Business rates expert calls for ‘fundamental reform’ in Autumn Budget
Business rates experts at Colliers are calling on the Chancellor to cancel a proposed surcharge on bigger businesses and bring in fundamental business rates reform.
The real estate experts fear Labour’s pre-election promises of lowering the burden of business rates is “dead in the water” – with Rachel Reeves hinting taxes could rise.
John Webber (pictured), head of business rates at Colliers, said: “The Chancellor should cancel her proposals for a new complicated system of multipliers when she announces her Autumn Budget next month, and in particular the higher surcharge planned for bigger businesses- if she is truly serious about encouraging growth in the UK and saving the High Street.
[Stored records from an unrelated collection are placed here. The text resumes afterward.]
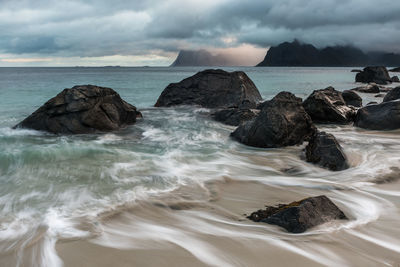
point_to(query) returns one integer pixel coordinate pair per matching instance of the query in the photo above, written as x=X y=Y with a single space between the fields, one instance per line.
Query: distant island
x=201 y=58
x=307 y=55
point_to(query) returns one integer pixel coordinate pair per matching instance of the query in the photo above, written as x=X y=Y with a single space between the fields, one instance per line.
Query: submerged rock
x=375 y=74
x=384 y=116
x=325 y=151
x=351 y=98
x=82 y=109
x=299 y=216
x=281 y=122
x=235 y=116
x=328 y=106
x=211 y=89
x=393 y=94
x=372 y=88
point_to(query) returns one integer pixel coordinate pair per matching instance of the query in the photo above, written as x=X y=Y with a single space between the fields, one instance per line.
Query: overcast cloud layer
x=150 y=32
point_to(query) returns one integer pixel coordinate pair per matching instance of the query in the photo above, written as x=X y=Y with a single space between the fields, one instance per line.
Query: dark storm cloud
x=100 y=28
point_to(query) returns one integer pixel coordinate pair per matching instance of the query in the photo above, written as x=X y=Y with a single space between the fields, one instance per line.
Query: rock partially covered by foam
x=211 y=89
x=282 y=121
x=82 y=109
x=299 y=216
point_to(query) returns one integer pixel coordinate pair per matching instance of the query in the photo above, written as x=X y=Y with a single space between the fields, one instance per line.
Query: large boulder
x=371 y=88
x=281 y=122
x=235 y=116
x=211 y=89
x=299 y=216
x=392 y=94
x=376 y=74
x=384 y=116
x=328 y=106
x=351 y=98
x=82 y=109
x=325 y=151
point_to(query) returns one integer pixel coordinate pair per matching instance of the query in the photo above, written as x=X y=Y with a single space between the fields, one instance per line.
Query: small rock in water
x=211 y=89
x=299 y=216
x=325 y=151
x=393 y=94
x=281 y=122
x=351 y=98
x=375 y=74
x=80 y=110
x=328 y=106
x=383 y=116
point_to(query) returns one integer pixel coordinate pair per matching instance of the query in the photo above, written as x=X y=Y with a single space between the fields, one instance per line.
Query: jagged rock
x=372 y=88
x=211 y=89
x=328 y=106
x=395 y=69
x=281 y=122
x=393 y=94
x=375 y=74
x=82 y=109
x=235 y=116
x=351 y=98
x=324 y=150
x=384 y=116
x=299 y=216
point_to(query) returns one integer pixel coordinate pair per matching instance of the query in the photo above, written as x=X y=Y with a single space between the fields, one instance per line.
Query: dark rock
x=299 y=216
x=235 y=116
x=372 y=88
x=325 y=151
x=82 y=109
x=281 y=122
x=395 y=69
x=393 y=94
x=351 y=98
x=211 y=89
x=375 y=74
x=328 y=106
x=384 y=116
“If the Chancellor does not take action to reduce this rates burden, we will see more businesses going into administration, across the board, particularly as the current £1.7 billion Retail, Leisure and Hospitality Relief is removed by April 2026.”
In a six-point plan on business rates, Webber is urging the Chancellor to:
- Abandon plans for a new complicated system of five multipliers
- Announce a roadmap for reform – to reduce the multiplier long term to 35p
- Review reliefs
- Reform the appeal system
- Extend empty property rates relief to 12 months and to other sectors
- Round up the cowboys, with business rates advisors being among the only providers of financial advice that do not need a license to practice
Colliers says the new ‘Duty to Notify’ and ‘Review and Update’ schemes to be rolled out from 1 April, 2026 and mandatory by 1 April, 2029 will only exacerbate the problem as many small businesses that did not previously have to engage with the system will have to update the VOA concerning any changes to their property.
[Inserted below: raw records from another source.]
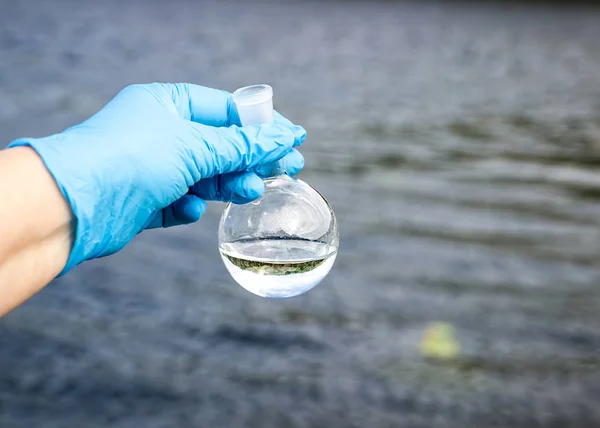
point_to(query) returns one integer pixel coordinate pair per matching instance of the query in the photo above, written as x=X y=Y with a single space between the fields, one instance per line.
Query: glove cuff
x=52 y=160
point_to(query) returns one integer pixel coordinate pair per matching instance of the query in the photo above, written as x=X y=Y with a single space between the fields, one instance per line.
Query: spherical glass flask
x=285 y=242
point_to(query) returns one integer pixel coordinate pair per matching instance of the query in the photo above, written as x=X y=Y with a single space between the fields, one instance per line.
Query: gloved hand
x=152 y=156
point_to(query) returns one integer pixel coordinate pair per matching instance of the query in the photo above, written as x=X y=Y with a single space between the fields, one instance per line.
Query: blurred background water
x=460 y=147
It adds the Government needs to protect small businesses by launching a consultation into rogue rating advisors’ practices and how they can be addressed.
John Webber says: “Labour won the General Election in 2024 promising ‘to abolish the (business rates) tax’ and thereby ‘save the high street’.
“Yet according to the Office of Budget Responsibility figures last year, it is actually planning to raise almost £40 billion annually from the tax by 2029/30.
“Far from reducing this burdensome tax, this government is therefore expanding it- into a more complex, more expensive and more bureaucratic system, and with ‘reforms’ that only tinker around the edges. These do little to support growth or revitalise the high street or the UK economy.
“The government needs to start listening to businesses, to undertake proper feasibility studies before it introduces half-baked policies and to bring in proper reform. Let’s get the (Multiplier) Road to 35 started!”